Mevcut muhalefetle çalışmak çok zor. Bu hakikati görmek lazım. Ama biz aslında duvarın en yüksek kısmını biraz yıktık diyebiliriz. En azından şöyle bir durum oluştu: Eskiden birbirine dokunamayan, aynı yerde bulunmayan ve seçim davranışları anlamında da geçişkenliği olmayan partiler bir araya gelebildi. Bizim buradaki misyonumuz şu değil: Şu partiyi ikna etmek, diğer partiyi ikna etmemek değil, bizim kırmızı çizgimiz demokrasiden yana olan, Türkiye’nin yeni inşasından yana rol almak isteyen bütün kesimlerin bir araya gelmesidir. Bu, ille de bir ittifakın içinde yer almak ya da yer almamak değil, bunun değişik seçenekleri var ve bu seçenekler üzerinden tartışma yürütüyoruz. Dolayısıyla yeni oluşacak oluşumlarla bazı kırmızı çizgilerimizi koruyarak, örneğin Kürt Sorunundan azınlık sorununa barış meselesine toplumsal tecrite kadar bütün bu meseleler açık bir şekilde tartışabileceğimiz bir ortam oluşursa herkesle masaya oturmaya, yan yana gelmeye hazırız. Bu anlamıyla bir adım atıyoruz. Herkesle görüşüyoruz. 

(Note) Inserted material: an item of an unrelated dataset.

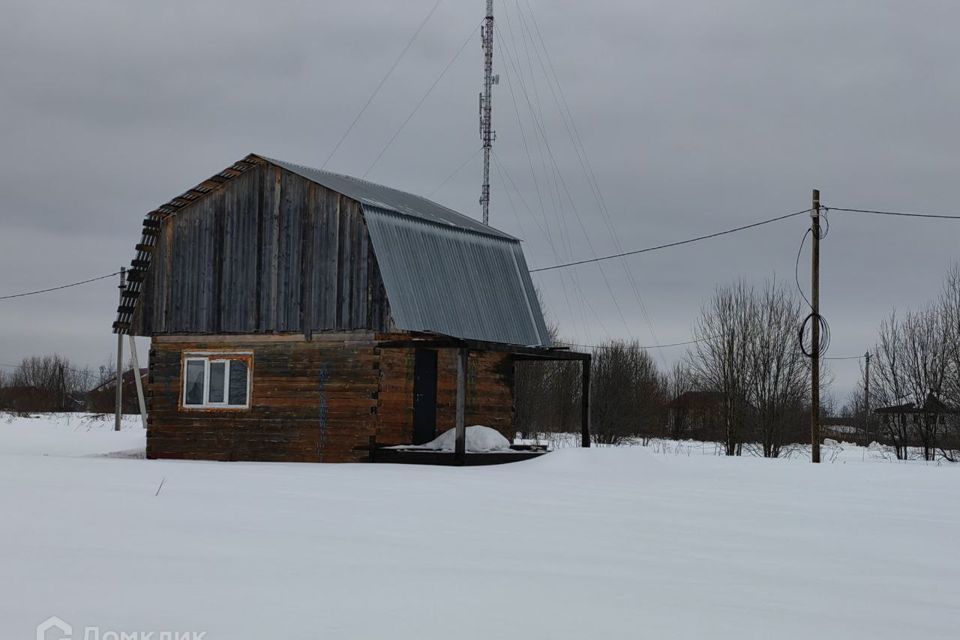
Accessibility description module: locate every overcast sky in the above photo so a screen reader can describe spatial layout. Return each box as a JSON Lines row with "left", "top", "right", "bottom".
{"left": 1, "top": 0, "right": 958, "bottom": 403}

‘HDP ÇIKIŞI İTİBARİYLE TÜRKİYELİ BİR PARTİ’

- Size göre HDP’nin açmazları neler ve bu açmazları nasıl çözülebilir? 

HDP’ye dayatılan bir şeyler var. HDP’ye biçilen gömlek var. O gömlek çok dar geliyor. Nedir o? Türkiyelileşme meselesi. HDP Türkiyelileşti. Karşı taraf bize sürekli olarak, neresi Türkiyeli? Ne kadar Türkiyelileştiniz? Türkiyelelik nedir? gibi sorular sordu. Bu tamamıyla dışarıdan bir dayatma, bir kalıp. Bu doğru değil. HDP çıkışı itibariyle Türkiyeli bir parti. Sürekli önümüze getirilen, önümüze sürdükleri çıkmaz bu. Ama HDP diğer partilerden daha Türkiyeli bir parti. Bu tartışmanın bu şekilde yürüyor oluşunun sebebi şu aslında: HDP’yi ötekileştirdikleri için ya da HDP’nin esas güçlü bileşeni olan Kürt hareketi üzerinde bir HDP okuması var. HDP bir Kürt partisi değildir. Pro-Kürdik bir partidir. Kürt meselesini çözmeyi öncelikleri arasına almış hatta çözülmesi gereken birinci madde olarak yazmıştır. Ama dediğim gibi HDP salt bir Kürt partisi değildir, Türkiye partisidir. Ermenisinin de, Süryanisinin de, Romanının da Ezidisinin de Çerkezin de partisidir. Herkesin içinde yer aldığı bir oluşumdur. Dolayısıyla bu alışagelmiş kalıbı aşan bir partidir. HDP bütün halkları, inançları içine aldı. Türkiyelileşmiş ve Türkiye partisi olan bir parti vardır o da HDP’dir. 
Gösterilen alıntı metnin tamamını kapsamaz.